COICA: A Potential Shift in Intellectual Property Law

By Natch Greyes

Tomorrow, September 30, 2010 the Senate Committee on the Judiciary will consider S.3804: Combating Online Infringement and Counterfeit Act (COICA). Senators Leahy (D-VT) and Hatch (R-UT), two Senators who typically work in tandem on intellectual property, are the main drivers of this bill, but COICA has garnered support from everywhere along the political spectrum, Senators Schumer (D-NY) and Coburn (R-OK), for instance, are both co-sponsors.

Essentially, COICA modifies existing U.S. intellectual property law to allow the Attorney General to bring in rem actions against any domain name used by a website “dedicated to infringing activities” and secure injunctive relief to force companies which have relationships with that domain name to cease their relationship.
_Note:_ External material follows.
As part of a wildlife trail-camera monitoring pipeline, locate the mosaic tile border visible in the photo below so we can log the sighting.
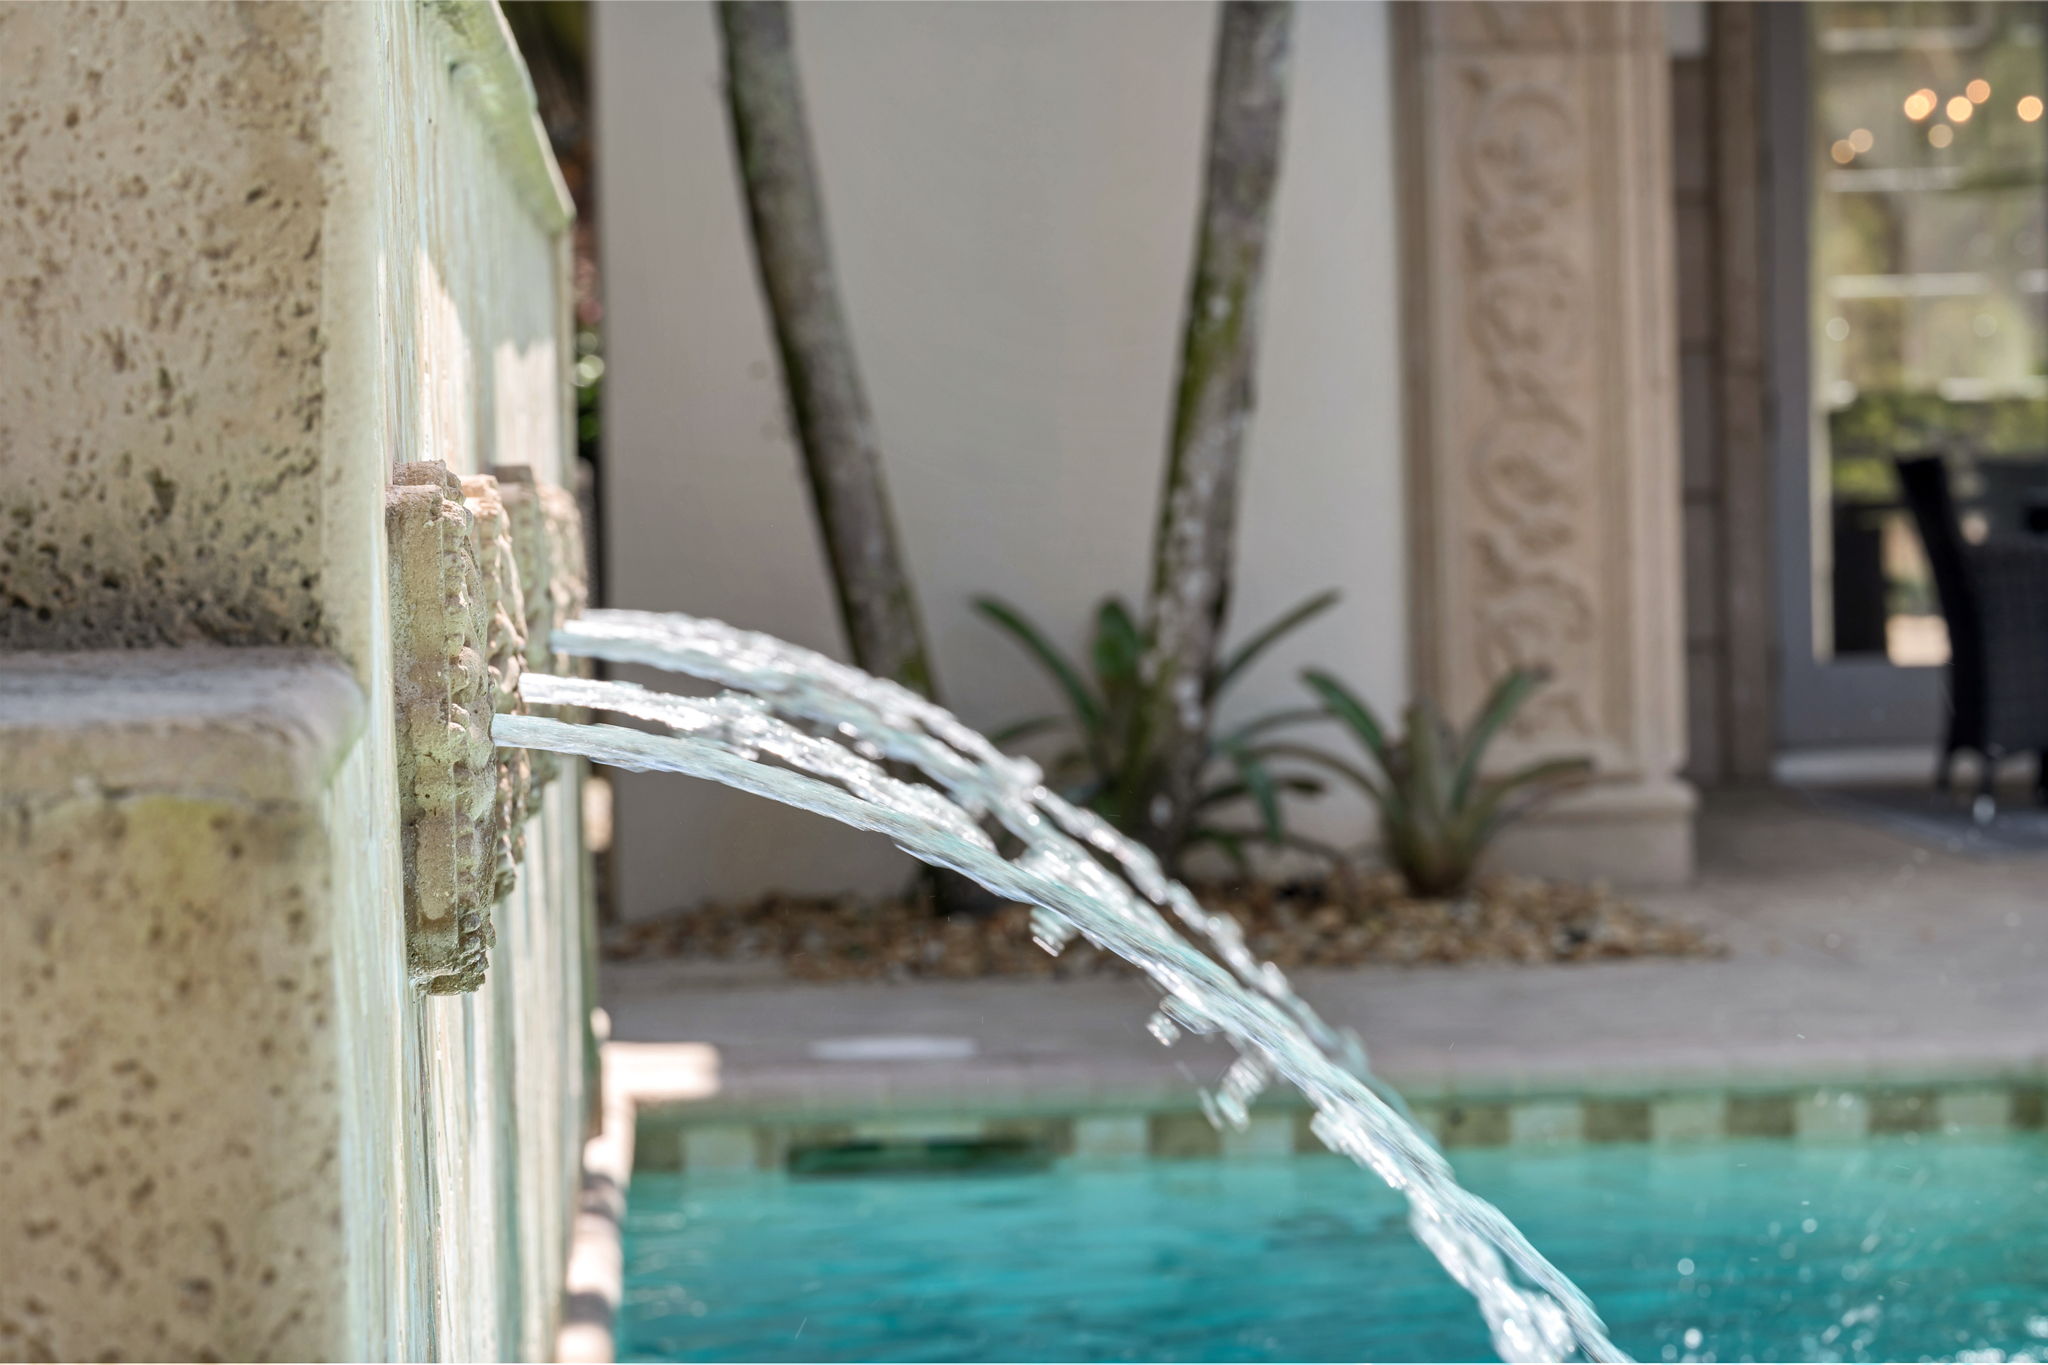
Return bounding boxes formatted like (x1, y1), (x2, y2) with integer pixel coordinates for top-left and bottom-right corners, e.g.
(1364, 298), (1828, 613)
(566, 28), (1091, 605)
(633, 1080), (2048, 1174)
This has, unsurprisingly, resulted in a firestorm of commentary online. The Electronic Frontier Foundation (EFF), which is vehemently opposed to the bill, and its allies have lined up against the Motion Picture Association of America (MPAA), the Recording Industry Association of America (RIAA) and their allies.

The real problem, as outlined in a letter (.pdf) to the Senate Committee on the Judiciary by the American Association of Law Libraries (AALL) and allies, is the broad scope of COICA. COICA both creates a public blacklist of offending websites, essentially blocking access to certain websites via some unspecified mechanism, and expands the reach of United States intellectual property law to, potentially, encompass the entire world. The creation of a public blacklist is problematic in that it would seem to override existing precedent regarding the provisions of the Digital Millennium Copyright Act (.pdf overview) which immunize Internet Service Providers (ISPs) from copyright infringement liability with regard to allowing access to websites which are “dedicated to infringing activities.” Further, the assignment of such actions to the category of in rem alters the current dynamic, allowing the Attorney General to take action against domain names held in foreign countries by foreign nationals and hosted by foreign companies in the U.S. court system under U.S. law and enforce judgments against those foreign entities in a massive expansion of U.S. jurisdictional power. While the U.S. government certainly has an interest in preventing harm from coming to its citizens, i.e. copyright holders, how the U.S. can justify reaching out an physically taking down foreign websites, rather than simply blocking them, viz China, is unknown.

Some proposed changes to COICA have been already circulated. Although the full nature and extent of the changes is currently unknown, provisions allowing the Attorney General to obtain injunctions to limit access to domain names used by websites “dedicated to infringing activities” are not under discussion. Tomorrow morning, as the rain pelts down on the capitol expect to hear the claxon call of “Censorship” to echo through the lobby of the Dirksen Senate Office Building in anticipation of the Committee’s vote on COICA.